La puissante déesse s'était engagée pour te protéger contre vents, marées et même pire. Tu te concentrais pour trouver le meilleur retour, le courant, la vague. Et moi, peut-être que je découvrirai demain la nature du lien mystérieux qui vous unit. Décidée à faire un tour chez les mortels, Athéna prit cette fois l'apparence d'une chouette blanche. Cette nuit tu rêves du sourire de ta femme, le reflux des vagues te réveille, les paysages défilent, un sourire aimé disparait et tu regrettes ta vie d'avant. Plus tard, vieux et sage, je découvrirai la chasse, passerai ma vie dans les bois.
Athéna avait tenté de convaincre d'autres dieux de te prêter main forte, mais beaucoup préféraient ne pas se mouiller, un mortel errant et confronté à la colère de la mer leur semblait condamné d'avance. Un beau matin, tu débarques sur une crique pelée, comme à chaque fois mes pas s'incrustent dans tes traces comme s'il n'y avait aucune autre issue.
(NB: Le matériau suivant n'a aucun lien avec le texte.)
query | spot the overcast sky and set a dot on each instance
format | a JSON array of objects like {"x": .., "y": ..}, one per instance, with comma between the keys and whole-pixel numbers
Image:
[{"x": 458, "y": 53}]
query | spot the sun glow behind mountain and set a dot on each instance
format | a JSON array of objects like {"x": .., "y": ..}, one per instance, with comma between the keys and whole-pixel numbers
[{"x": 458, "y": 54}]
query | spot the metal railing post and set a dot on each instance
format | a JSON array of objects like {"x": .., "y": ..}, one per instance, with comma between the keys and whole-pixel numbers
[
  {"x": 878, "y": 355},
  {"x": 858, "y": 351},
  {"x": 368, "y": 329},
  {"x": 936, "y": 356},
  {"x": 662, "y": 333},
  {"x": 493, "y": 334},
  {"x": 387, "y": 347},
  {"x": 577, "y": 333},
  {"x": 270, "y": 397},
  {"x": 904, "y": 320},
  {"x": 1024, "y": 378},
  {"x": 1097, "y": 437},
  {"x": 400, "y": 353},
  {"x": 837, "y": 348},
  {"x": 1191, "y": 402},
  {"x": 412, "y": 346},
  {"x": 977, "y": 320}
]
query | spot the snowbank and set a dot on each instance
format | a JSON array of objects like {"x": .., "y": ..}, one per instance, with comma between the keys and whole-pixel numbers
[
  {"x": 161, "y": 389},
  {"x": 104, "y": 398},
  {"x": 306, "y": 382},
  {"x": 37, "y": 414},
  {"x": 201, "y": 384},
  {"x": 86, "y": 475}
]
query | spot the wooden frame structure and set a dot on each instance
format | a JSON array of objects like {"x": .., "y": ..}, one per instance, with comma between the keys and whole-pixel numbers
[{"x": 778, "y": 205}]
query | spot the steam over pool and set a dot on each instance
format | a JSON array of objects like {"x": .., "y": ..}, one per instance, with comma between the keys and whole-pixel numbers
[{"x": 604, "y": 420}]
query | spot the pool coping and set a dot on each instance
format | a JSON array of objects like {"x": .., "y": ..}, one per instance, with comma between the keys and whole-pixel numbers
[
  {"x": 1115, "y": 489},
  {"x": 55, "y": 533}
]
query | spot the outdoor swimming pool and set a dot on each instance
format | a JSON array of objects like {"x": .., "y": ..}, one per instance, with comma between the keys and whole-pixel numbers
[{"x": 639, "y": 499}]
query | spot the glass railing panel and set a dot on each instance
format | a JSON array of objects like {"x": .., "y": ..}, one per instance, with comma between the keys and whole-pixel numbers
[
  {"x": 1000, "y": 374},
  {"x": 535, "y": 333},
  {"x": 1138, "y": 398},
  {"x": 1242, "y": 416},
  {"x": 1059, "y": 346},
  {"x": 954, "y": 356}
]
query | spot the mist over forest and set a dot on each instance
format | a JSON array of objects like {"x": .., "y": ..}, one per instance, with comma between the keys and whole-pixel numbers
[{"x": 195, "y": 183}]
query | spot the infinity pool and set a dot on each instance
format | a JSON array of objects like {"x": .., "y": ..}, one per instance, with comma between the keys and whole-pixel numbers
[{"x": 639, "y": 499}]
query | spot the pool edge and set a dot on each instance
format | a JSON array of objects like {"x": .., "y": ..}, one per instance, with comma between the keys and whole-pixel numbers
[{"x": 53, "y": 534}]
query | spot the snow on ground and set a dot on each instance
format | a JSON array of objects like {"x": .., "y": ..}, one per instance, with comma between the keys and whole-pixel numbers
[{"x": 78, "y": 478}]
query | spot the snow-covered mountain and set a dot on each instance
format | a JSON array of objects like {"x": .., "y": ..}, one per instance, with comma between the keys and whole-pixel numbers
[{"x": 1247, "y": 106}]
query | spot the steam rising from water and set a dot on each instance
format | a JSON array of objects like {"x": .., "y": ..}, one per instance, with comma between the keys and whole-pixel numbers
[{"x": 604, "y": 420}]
Nous parcourons une forêt d'oliviers en espérant découvrir âme qui vive, mais rien, même pas un chien errant, on tourne en rond... Une chouette blanche regardera ton navire disparaître à l'horizon puis s'envolera dans des piaillements rauques.
Emporté jeune dans les tourments de la guerre et des voyages, j'avais oublié d'où j'étais parti; quand je me posais la question en fermant les yeux, aucun paysage n'apparaissait sous mes paupières. Toi, tu revois systématiquement le doux sourire de celle dont tu es si loin à chaque fois que le soleil se couche, à chaque battement d'aile de mouette, à chaque grondement de ressac. La chouette blanche disparaitra derrière l'horizon et nous tenterons une fois de plus d'oublier nos divagations, les déesses virevoltantes et les femmes éphémères... Quand il y a plusieurs années, j'avais appris que ton armée se préparait, j'avais couru jusqu'à la plage pour rejoindre les premiers convois; un matin béni où l'air était léger, le ciel rose et où, jeune, insouciant et ignorant du pouvoir des dieux, je me précipitais sur tes traces et dans la gueule du destin. Te soutenant depuis le début, Athéna apparaitra ici et là et ailleurs, sous diverses formes, et heureusement remettra plus d'une fois ton navire sur un bon cap.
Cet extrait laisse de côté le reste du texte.